Company Receives Additional Nasdaq Notice of Non-Compliance
LOS ALTOS, CALIFORNIA, UNITED STATES – 08/22/2007 – Rambus Inc. (NASDAQ:RMBS), one of the world’s premier technology licensing companies specializing in high-speed memory architectures, today announced that on August 17, 2007, the Board of Directors of The NASDAQ Stock Market LLC (“Nasdaq Board”) informed the Company that it had granted the Company until October 17, 2007 to file all delinquent periodic reports necessary for Rambus to regain compliance with its Nasdaq listing requirements.
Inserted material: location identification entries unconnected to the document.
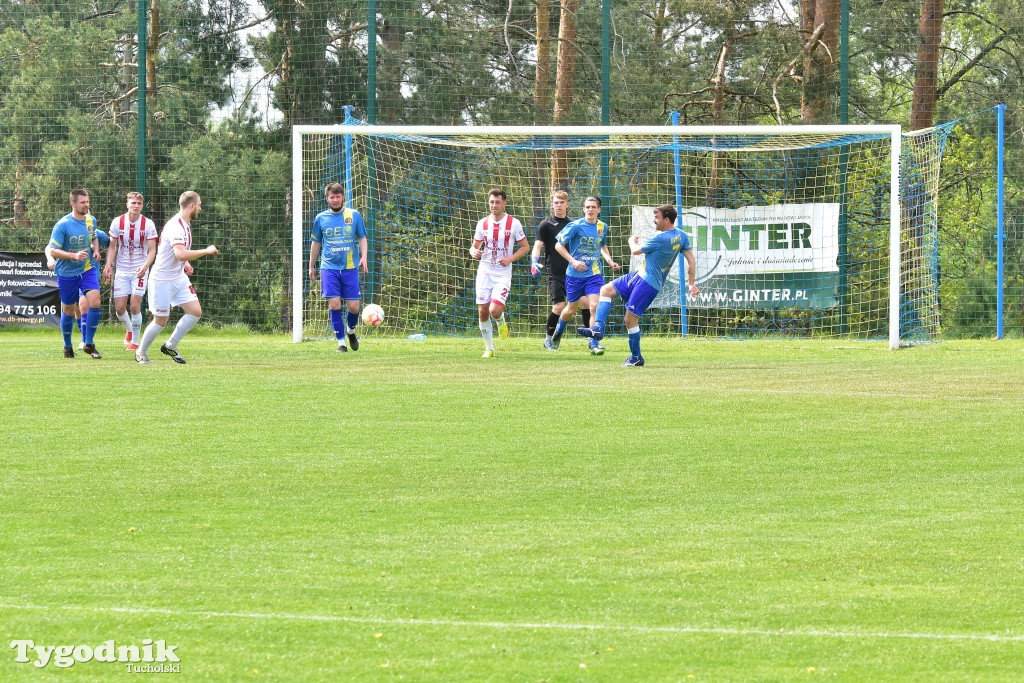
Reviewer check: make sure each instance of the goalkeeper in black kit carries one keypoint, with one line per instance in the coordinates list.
(553, 263)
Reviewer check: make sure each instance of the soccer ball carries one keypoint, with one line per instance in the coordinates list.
(373, 314)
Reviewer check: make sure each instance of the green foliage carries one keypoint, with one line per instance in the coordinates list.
(69, 104)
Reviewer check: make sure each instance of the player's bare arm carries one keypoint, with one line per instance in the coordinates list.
(151, 256)
(112, 254)
(183, 254)
(607, 258)
(313, 253)
(691, 271)
(519, 253)
(67, 255)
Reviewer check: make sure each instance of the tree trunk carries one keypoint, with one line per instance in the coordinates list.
(926, 80)
(542, 101)
(817, 98)
(151, 51)
(564, 84)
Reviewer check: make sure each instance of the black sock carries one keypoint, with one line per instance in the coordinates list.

If the Company has not regained compliance by October 10, 2007, the Nasdaq Board has directed the Nasdaq staff to discuss with the Company any reasons for such continued delay and provide an update to the Nasdaq Board.
Also on August 17, 2007, the Company received a notice of non-compliance from the Nasdaq staff in accordance with NASDAQ Marketplace Rule 4310(c)(14), due to the delay in the filing of its Quarterly Report on Form 10-Q for the quarter ended June 30, 2007. Previously on August 8, 2007, Rambus filed a Form 12(b)-25 with the Securities and Exchange Commission indicating that it would be unable to timely file its Form 10-Q for the quarter ended June 30, 2007.
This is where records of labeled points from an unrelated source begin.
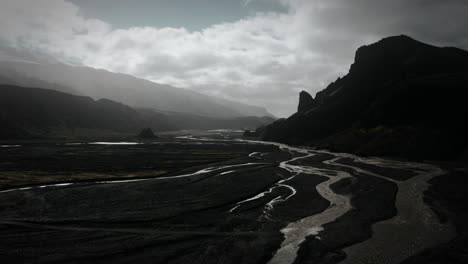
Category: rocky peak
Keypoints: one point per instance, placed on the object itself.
(306, 102)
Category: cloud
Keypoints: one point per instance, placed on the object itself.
(265, 59)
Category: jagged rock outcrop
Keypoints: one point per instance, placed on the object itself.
(400, 98)
(306, 102)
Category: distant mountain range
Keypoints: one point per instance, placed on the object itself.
(36, 112)
(129, 90)
(400, 98)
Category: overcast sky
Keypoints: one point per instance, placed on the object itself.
(262, 52)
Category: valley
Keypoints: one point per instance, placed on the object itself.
(229, 201)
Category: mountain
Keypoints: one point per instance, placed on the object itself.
(401, 98)
(122, 88)
(36, 112)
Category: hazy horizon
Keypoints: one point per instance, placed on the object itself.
(260, 52)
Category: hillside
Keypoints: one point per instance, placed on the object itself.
(36, 112)
(400, 98)
(129, 90)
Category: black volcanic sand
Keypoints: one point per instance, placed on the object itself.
(449, 199)
(187, 220)
(392, 173)
(179, 220)
(372, 198)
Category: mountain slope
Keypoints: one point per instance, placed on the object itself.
(401, 98)
(121, 88)
(32, 112)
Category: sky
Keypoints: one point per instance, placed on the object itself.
(260, 52)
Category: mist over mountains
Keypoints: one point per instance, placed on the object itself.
(401, 98)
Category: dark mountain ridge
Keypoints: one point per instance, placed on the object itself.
(400, 98)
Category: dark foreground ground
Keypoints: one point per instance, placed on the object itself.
(191, 205)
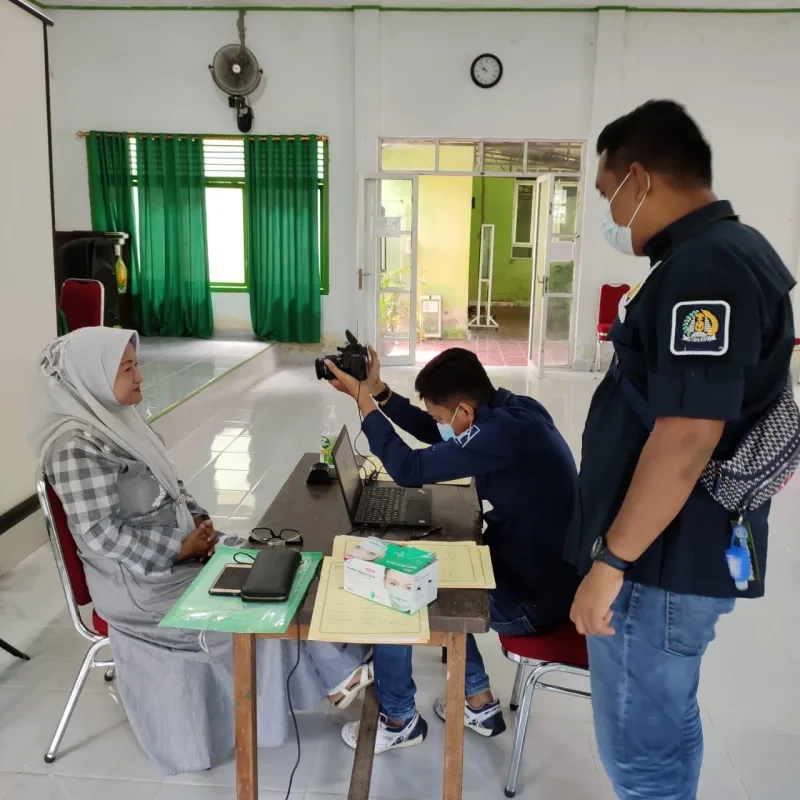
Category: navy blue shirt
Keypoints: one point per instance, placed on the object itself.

Rambus intends to file its Form 10-K and required Forms 10-Q as soon as practicable following the completion of its restatement of prior financials to reflect the findings of the Audit Committee’s independent review of the Company’s historical stock option granting practices and related accounting. As previously disclosed, the Company estimates that the charge for all stock option related issues will be approximately $170 million to be booked as a non-cash, pre-tax charge from 1997 through 2005. A further approximately $20 million non-cash charge may be recognized between 2006 and 2009 as the older mis-priced options vest.
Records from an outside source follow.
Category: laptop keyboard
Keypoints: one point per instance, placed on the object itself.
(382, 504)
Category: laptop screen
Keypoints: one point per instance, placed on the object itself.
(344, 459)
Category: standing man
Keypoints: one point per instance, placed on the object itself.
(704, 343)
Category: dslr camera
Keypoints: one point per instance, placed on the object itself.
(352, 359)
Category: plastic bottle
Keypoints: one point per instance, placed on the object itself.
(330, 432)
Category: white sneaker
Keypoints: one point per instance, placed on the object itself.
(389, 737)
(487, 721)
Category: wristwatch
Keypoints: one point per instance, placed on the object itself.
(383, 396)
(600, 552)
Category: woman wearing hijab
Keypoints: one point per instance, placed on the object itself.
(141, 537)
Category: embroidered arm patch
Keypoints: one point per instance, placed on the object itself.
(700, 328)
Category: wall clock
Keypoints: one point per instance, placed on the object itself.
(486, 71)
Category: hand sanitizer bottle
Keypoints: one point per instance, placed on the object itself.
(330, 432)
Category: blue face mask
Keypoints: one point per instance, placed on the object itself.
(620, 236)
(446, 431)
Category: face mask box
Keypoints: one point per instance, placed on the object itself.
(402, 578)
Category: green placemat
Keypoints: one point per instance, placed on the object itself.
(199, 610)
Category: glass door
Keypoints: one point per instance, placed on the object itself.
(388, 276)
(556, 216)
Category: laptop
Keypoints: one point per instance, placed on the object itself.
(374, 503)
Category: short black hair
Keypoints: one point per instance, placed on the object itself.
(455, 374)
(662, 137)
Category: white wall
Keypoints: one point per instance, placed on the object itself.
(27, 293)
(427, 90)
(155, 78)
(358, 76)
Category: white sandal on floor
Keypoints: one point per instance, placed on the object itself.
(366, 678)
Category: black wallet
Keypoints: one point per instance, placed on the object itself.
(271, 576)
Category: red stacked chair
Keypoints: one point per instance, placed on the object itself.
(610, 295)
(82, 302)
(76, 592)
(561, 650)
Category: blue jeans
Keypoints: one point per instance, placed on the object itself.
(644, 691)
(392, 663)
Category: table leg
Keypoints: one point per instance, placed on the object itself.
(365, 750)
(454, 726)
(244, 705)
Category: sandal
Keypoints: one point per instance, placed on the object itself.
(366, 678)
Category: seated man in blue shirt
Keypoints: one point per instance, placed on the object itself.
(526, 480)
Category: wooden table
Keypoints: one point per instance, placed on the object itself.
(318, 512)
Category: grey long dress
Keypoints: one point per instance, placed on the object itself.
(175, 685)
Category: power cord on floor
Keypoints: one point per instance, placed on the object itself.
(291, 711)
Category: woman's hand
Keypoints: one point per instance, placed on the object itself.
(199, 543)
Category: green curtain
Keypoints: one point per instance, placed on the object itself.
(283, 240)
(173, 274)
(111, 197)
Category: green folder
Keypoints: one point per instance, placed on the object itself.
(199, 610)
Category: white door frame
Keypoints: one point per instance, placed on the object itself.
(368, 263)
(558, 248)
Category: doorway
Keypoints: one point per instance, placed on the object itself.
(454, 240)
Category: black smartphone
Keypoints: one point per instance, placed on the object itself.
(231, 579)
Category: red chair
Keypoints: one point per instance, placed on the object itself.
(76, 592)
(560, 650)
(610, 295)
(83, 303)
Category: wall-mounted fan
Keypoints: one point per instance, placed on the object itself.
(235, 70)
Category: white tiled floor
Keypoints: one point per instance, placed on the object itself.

Forward-Looking Statements
This release contains forward-looking statements under the Private Securities Litigation Reform Act of 1995 relating to the Company’s financial restatements and the Audit Committee’s independent investigation. Such forward-looking statements are based on current expectations, estimates and projections, management’s beliefs, and certain assumptions made by the Company’s management, and there can be no assurance concerning the timing of financial restatements, their adequacy for continued listing on NASDAQ, or the outcome of the Audit Committee’s independent investigation. Actual results may differ materially. Our business generally is subject to a number of risks which are described in our SEC filings including our 10-K and 10-Qs. We undertake no obligation to update forward-looking statements to reflect events or circumstances after the date thereof.